Lemon and Meringue Cheesecake
Ingredients
For the crust:
200g shortbread biscuits (Petit Beurre or Speculoos type)
80g melted butter
For the cheesecake batter:
500g cream cheese (Philadelphia or St Môret)
100g sugar
Grated zest of 2 untreated lemons
Juice of 2 lemons (about 60ml)
3 eggs
150g double cream or heavy cream
🔸 For the Italian meringue:
2 egg whites
100g sugar
3 tbsp water
Preparation
- Biscuit base
Preheat your oven to 160°C (fan-assisted).

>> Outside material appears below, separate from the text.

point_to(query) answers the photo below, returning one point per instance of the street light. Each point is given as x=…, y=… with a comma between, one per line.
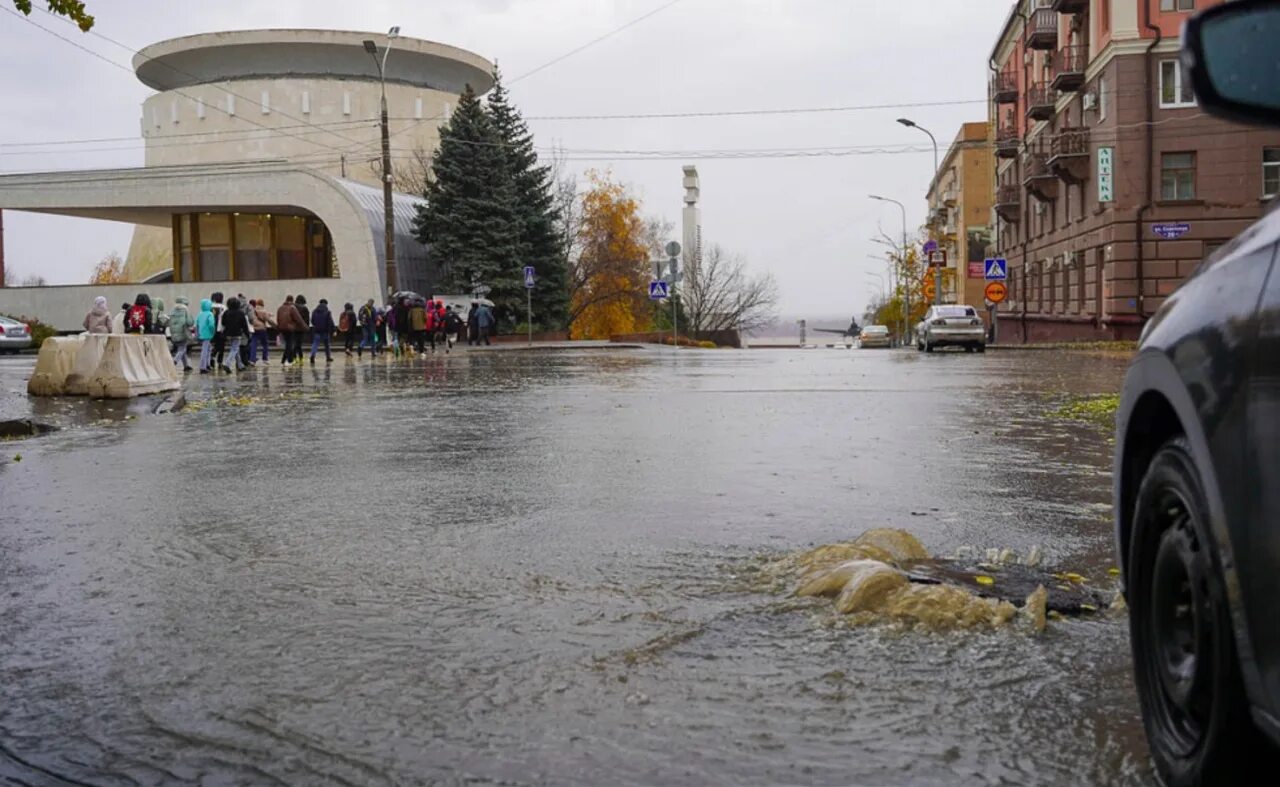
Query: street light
x=932, y=181
x=906, y=286
x=388, y=215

Blend the biscuits into a fine powder.
Add the melted butter, mix well, then press it into the bottom of a 20 cm (8 in) springform pan.
Chill for 15 minutes.
- Lemon Mixture
In a large bowl, beat the cream cheese with the sugar and lemon zest until smooth.
Add the eggs one at a time, whisking gently.

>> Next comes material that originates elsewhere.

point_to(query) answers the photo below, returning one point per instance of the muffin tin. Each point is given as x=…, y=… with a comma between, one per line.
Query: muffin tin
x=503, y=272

Fold in the crème fraîche and lemon juice. Mix well.
Pour the mixture over the biscuit base.
- Baking
Bake for 50 to 60 minutes at 160°C (320°F). The center should still be slightly wobbly.
Cool in the oven with the lid ajar, then chill for at least 4 hours, ideally overnight.
Italian Meringue (when ready to serve)
Heat the sugar and water in a small saucepan to 121°C (if you have a thermometer).
Meanwhile, beat the egg whites until stiff.
Drizzle the hot syrup over the egg whites, continuing to beat at medium speed.
Continue beating until completely cooled—you will have a glossy, stiff meringue.
Finishing
Spread or pipe the meringue over the chilled cheesecake.
Caramelize the meringue with a kitchen blowtorch (or briefly place it under a hot grill, keeping an eye on it).
Decorate with candied or grated lemon zest if desired.
Tips
For an even more lemony version, add a thin layer of lemon curd between the cheesecake and the meringue.
You can make mini lemon-meringue cheesecakes in individual circles or verrines.
Caramelize the meringue only at the last minute to maintain its crispness.